En cas de cession d’établissement, la patente sera, sur la demande du cédant, transférée à son successeur ; la mutation de cote sera réglée par arrêté du préfet.
En cas de fermeture des magasins, boutiques et ateliers, par suite de décès ou de faillite déclarée, les droits ne seront dus que pour le passé et le mois courant. Sur la réclamation des parties intéressées, il sera accordé décharge du surplus de la taxe.
Ceux qui entreprennent, après le mois de janvier, une profession sujette à patente, ne doivent la contribution qu’à partir du 1er du mois dans lequel ils ont commencé d’exercer, à moins que, par sa nature, la profession ne puisse pas être exercée pendant toute l’année.

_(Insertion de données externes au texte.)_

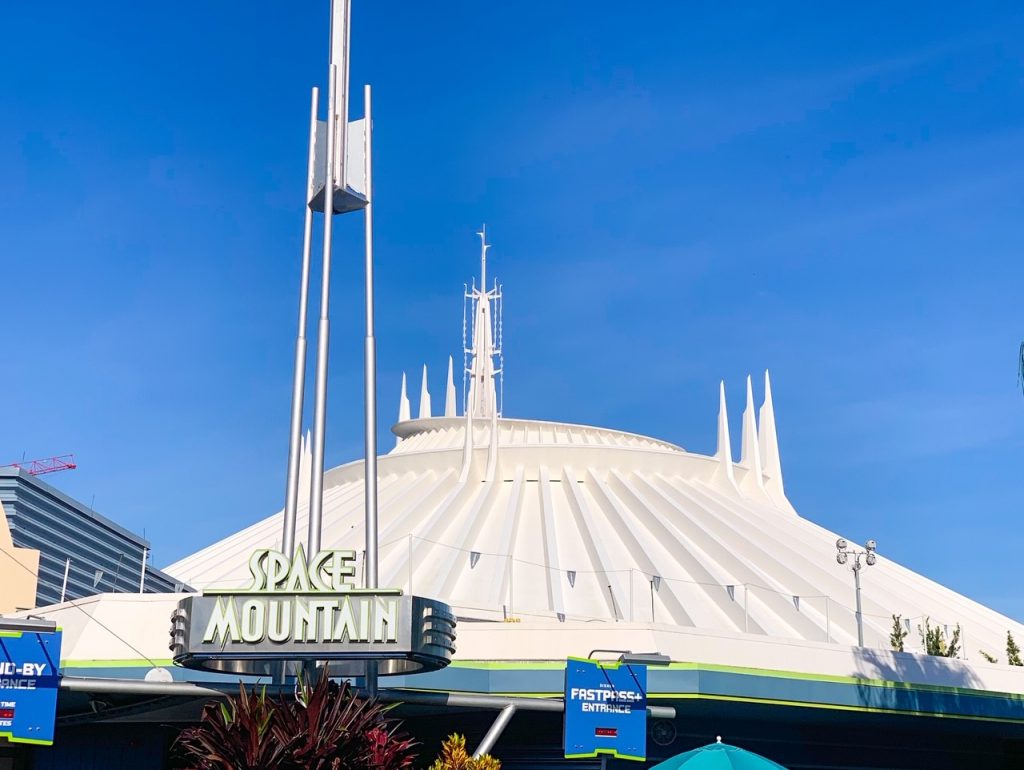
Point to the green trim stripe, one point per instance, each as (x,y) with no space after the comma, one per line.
(35,741)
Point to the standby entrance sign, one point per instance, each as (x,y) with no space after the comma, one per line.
(30,665)
(605,710)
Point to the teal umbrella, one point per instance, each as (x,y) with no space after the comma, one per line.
(718,757)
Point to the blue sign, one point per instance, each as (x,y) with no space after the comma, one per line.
(30,664)
(605,710)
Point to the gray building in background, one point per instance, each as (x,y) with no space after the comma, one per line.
(103,557)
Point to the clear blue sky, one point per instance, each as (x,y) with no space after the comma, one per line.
(677,193)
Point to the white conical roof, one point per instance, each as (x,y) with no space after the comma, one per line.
(554,521)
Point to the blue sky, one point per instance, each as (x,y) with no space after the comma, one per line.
(677,194)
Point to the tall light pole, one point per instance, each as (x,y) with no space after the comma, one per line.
(843,555)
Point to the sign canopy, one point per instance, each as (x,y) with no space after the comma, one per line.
(605,710)
(30,662)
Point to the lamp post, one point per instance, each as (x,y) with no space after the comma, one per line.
(843,554)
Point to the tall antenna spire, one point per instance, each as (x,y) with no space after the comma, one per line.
(481,371)
(450,391)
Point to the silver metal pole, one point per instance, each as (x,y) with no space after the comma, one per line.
(370,364)
(141,575)
(497,728)
(64,586)
(827,622)
(299,377)
(370,373)
(860,618)
(324,331)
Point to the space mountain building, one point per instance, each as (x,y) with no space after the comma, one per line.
(552,540)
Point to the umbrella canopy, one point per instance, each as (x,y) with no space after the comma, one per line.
(718,757)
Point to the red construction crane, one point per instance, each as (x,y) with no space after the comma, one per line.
(47,465)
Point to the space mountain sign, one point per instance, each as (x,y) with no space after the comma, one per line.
(307,609)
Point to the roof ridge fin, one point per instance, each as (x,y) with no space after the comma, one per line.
(424,396)
(724,452)
(403,412)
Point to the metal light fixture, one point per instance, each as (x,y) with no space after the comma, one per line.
(843,554)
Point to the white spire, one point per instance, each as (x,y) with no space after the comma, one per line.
(724,454)
(403,414)
(424,396)
(769,440)
(750,455)
(481,369)
(450,391)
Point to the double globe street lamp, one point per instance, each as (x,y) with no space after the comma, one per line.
(843,554)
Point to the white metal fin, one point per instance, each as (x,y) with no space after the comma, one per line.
(403,413)
(424,396)
(768,441)
(450,391)
(750,454)
(724,453)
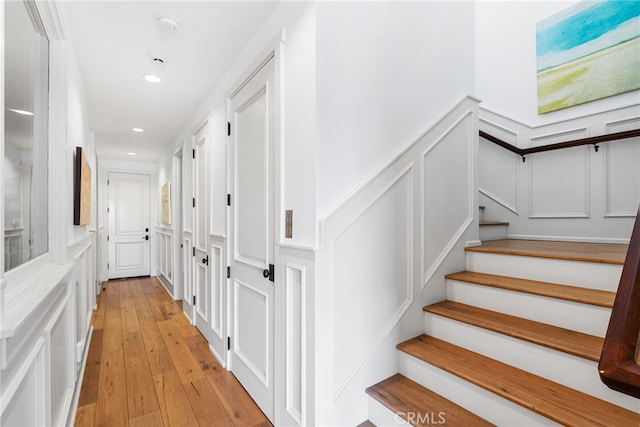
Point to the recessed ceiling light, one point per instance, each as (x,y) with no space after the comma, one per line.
(167,24)
(23,112)
(152,78)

Dans ce cas, la contribution sera due pour l’année entière, quelle que soit l’époque à laquelle la profession aura été entreprise.
Les patentés qui, dans le cours de l’année, entreprennent une profession d’une classe supérieure à celle qu’ils exerçaient d’abord, ou qui transportent leur établissement dans une commune d’une plus forte population, sont tenus de payer au prorata un supplément de droit fixe.
Il est également dû un supplément de droit proportionnel par le patentables qui prennent des maisons ou locaux d’une valeur locative supérieure à celle des maisons ou locaux pour lesquels ils ont été primitivement imposés, et par ceux qui entreprennent une profession passible d’un droit proportionnel plus élevé.
Les suppléments seront dus à compter du 1er du mois dans lequel les changements prévus par les deux derniers paragraphes auront été opérés.